Había una vez un hombre muy rico, que vestía ropas muy lujosas. Hacía fiestas todos los días, y servía las comidas más caras.
En cambio, junto a la entrada de su casa había un hombre pobre, llamado Lázaro, que tenía la piel llena de llagas. Unas personas lo sentaban siempre allí,
y los perros venían a lamerle las llagas. Este pobre hombre tenía tanta hambre que deseaba comer, por lo menos, las sobras que caían de la mesa del hombre rico.
Un día, el hombre pobre murió y los ángeles lo pusieron en el sitio de honor, junto a su antepasado Abraham. Después murió también el hombre rico, y lo enterraron.
Cuando ya estaba en el infierno, donde sufría muchísimo, el que había sido rico vio a lo lejos a Abraham, y a Lázaro sentado junto a él.
Entonces llamó a Abraham y le dijo: «¡Abraham, antepasado mío, compadécete de mí! Ordénale a Lázaro que moje la punta de su dedo en agua, y me refresque la lengua. Sufro muchísimo con este fuego».
Pero Abraham le respondió: «Tú eres mi descendiente, pero recuerda que, cuando ustedes vivían, a ti te iba muy bien y a Lázaro le iba muy mal. Ahora, él es feliz aquí, mientras que a ti te toca sufrir.

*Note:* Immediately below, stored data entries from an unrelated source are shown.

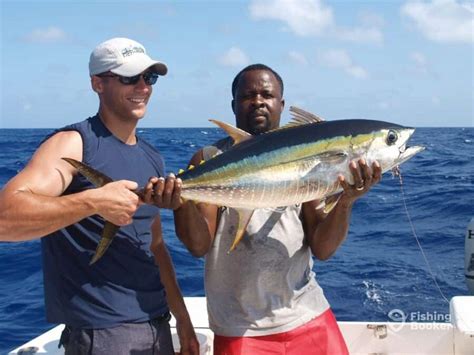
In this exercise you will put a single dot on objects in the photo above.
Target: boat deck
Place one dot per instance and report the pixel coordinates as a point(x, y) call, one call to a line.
point(361, 337)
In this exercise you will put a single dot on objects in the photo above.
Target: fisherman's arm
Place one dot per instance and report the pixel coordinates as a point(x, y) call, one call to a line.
point(187, 336)
point(31, 205)
point(195, 224)
point(326, 233)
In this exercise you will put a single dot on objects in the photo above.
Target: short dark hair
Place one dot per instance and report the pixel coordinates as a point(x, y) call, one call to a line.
point(255, 67)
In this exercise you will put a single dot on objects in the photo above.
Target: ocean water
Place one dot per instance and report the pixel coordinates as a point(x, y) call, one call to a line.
point(379, 267)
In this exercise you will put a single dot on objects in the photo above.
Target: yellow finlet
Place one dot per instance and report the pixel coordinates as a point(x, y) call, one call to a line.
point(244, 219)
point(237, 134)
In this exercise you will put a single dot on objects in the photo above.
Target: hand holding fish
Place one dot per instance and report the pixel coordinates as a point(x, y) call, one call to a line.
point(164, 193)
point(364, 178)
point(116, 202)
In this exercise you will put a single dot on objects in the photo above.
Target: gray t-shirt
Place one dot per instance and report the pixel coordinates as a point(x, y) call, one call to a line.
point(266, 285)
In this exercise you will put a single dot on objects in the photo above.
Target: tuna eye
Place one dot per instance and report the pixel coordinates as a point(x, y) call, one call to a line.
point(392, 137)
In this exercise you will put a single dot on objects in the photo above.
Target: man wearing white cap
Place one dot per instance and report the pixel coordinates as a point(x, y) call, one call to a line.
point(121, 303)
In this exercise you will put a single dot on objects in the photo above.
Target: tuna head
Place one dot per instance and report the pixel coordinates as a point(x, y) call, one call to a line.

Además, a ustedes y a nosotros nos separa un gran abismo, y nadie puede pasar de un lado a otro».
El hombre rico dijo: «Abraham, te ruego entonces que mandes a Lázaro a la casa de mi familia.
Que avise a mis cinco hermanos que, si no dejan de hacer lo malo, vendrán a este horrible lugar».
Pero Abraham le contestó: «Tus hermanos tienen la Biblia. ¿Por qué no la leen? ¿Por qué no la obedecen?».
El hombre rico respondió: «Abraham, querido antepasado, ¡eso no basta! Pero si alguno de los muertos va y habla con ellos, te aseguro que se volverán a Dios».
Abraham le dijo: «Si no hacen caso de lo que dice la Biblia, tampoco le harán caso a un muerto que vuelva a vivir».